I have attempted low-wage jobs such as barista and kennel worker, which were ultimately too physically tasking for me and I quit out of exhaustion and anxiety about my ability to complete the work.

I have been admitted to a psychiatric ward for panic attacks and it seemed to me like I would be able to do what the nurses there do, as long as I am on the right medications. They seemed to be sitting a lot of the time and not forced to clean the way I have been in previous jobs. I am also very empathetic and I trust my ability to be patient with others who are in need. 

Do you think I'm being overly optimistic, or does nursing seem like a feasible answer to my needs? To be honest,  I can stay in school full-time as long as my 59-year-old mother is alive as she will let me live with her and finance some of my supplies. If I get a masters or higher I'm thinking that even less will be required of me physically and maybe I can work part-time. By the end of Summer '23 I should be eligible to receive my Associates of Arts for CSU transfer. 

Specializes in Emergency Department. Has 8 years experience.

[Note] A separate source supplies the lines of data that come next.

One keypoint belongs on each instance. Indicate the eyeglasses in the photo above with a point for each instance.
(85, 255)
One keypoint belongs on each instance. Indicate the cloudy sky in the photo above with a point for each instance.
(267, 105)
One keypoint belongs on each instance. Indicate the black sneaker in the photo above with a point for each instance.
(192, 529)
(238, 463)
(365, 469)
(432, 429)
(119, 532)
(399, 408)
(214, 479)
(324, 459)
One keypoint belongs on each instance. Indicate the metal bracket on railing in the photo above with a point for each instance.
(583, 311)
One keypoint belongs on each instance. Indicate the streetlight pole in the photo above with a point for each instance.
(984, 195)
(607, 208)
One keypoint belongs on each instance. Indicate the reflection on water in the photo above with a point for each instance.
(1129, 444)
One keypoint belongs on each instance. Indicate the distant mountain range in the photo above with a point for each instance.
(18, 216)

Nursing school will be, at times, physically, mentally, and emotionally challenging. The classroom stuff isn't typically all that difficult but the challenge is being able to put various pieces of information together. The exams aren't going to be simple rote-memory stuff, they push for application answers from what you've already learned, thus if you haven't done your homework (so to speak) you won't be able to easily provide the correct answer because the answer requires the foundation from your homework to be able to apply it to a given situation. Compared to what you're used to now, nursing school and early nursing career will push you out of your comfort zone. You'll have to learn to deal with being uncomfortable, basically becoming comfortable being uncomfortable. It's not impossible but it will be stressful.

If you're able to get through nursing school and pass the NCLEX, there's a HUGE variation in ways to be a nurse and many of them aren't physically taxing at all but you do have to know your material/job very well so those jobs are often mentally taxing. 

If you're looking for a job that pays well and is part-time, well, those are few and far-between. In nursing, those jobs usually require experience, and thus aren't often open to new grads. 

Psych nursing isn't a bad gig at all. While it's not for me, most of my classmates that went into psych really do like it. If you are able to get through nursing school, that might actually be a decent gig for you and it's one of the jobs that are fairly open to new grads. I'm an ED RN and that's very much a specialty that's not open to new grads... I'm lucky to have gotten an ED job as a new grad. Very lucky.